More than two-thirds of the total weather-related fatalities in Missouri in the last five years happened in 2011. That year, the city of Joplin was devastated by an EF5 tornado, the most powerful classification. The twister killed more than 160 people and injured over a thousand. 2011 was also the most costly year due to weather-related disasters in Missouri in the last half decade. Due largely to the tornado that all but destroyed Joplin, the estimated damage in Missouri that year was nearly $3.3 billion.

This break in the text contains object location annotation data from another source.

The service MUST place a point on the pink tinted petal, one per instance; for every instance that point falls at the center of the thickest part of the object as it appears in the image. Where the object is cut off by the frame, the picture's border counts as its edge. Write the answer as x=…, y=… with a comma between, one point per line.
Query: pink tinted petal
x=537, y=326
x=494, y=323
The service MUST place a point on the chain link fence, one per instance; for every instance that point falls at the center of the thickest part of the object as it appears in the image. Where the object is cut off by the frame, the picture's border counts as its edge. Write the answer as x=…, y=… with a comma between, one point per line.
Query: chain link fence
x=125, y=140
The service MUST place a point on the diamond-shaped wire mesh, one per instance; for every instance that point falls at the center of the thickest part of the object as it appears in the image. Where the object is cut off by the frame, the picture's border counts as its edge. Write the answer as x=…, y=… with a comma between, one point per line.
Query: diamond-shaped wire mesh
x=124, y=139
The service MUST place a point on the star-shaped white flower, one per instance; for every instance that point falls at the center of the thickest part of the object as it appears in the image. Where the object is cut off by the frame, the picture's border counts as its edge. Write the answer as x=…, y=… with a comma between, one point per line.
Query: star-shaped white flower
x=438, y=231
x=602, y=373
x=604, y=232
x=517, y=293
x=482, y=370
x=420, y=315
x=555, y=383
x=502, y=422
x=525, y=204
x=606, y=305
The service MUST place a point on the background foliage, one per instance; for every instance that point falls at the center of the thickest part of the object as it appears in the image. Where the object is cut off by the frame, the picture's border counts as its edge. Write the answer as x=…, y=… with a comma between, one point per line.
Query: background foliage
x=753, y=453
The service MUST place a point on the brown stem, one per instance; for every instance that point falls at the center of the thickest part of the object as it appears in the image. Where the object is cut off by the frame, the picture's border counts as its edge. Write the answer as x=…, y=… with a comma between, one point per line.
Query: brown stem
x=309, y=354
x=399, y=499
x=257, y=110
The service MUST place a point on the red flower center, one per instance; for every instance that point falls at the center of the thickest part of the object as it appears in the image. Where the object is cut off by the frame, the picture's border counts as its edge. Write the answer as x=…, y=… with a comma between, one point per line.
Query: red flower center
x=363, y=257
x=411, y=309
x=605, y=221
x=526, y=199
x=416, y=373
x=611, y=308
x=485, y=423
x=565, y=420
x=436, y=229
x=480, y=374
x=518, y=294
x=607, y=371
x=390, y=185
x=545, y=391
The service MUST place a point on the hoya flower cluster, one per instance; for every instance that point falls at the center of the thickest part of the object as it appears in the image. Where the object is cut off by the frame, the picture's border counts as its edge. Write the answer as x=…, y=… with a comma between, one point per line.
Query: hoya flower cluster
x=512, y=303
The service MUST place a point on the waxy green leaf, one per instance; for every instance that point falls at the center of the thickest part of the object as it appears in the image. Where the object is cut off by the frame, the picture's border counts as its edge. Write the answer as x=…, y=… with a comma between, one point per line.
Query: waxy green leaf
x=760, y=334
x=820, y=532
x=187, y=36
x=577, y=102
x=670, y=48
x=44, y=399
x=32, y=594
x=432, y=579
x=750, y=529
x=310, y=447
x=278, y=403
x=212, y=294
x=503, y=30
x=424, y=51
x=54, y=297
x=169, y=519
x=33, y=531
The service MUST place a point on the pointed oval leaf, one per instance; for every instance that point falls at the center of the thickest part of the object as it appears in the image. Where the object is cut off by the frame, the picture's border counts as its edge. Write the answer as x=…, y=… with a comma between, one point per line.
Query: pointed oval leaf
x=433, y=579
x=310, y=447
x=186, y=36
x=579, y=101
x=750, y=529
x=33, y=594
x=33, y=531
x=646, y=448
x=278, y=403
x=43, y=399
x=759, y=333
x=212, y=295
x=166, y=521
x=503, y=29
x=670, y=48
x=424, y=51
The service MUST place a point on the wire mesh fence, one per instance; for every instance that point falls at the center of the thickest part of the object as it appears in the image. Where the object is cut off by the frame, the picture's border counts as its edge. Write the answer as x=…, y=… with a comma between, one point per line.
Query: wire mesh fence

The Joplin tornado ranks as one of the deadliest in U.S. history.

1. Alabama
> 5-year fatality rate:
61.1 (per million residents)
>Total fatalities 2011-2015: 295
>Total damage 2011-2015: $4.4 billion
>Poverty rate: 18.9%

Roughly 85% of all weather-related fatalities in Alabama in the last half decade occurred in 2011. That year, the state was the hardest hit by the weather event dubbed “The Tornado Super Outbreak of 2011.” In a four-day period in late April that year, tornadoes killed more than 230 people and injured thousands in Alabama.

Partially because they have fewer resources to prepare for disastrous weather conditions, people living in poverty are more likely to be killed by extreme weather. In Alabama, a state with the fifth highest poverty rate in the country, more people have died due to weather in the last five years than in any other state.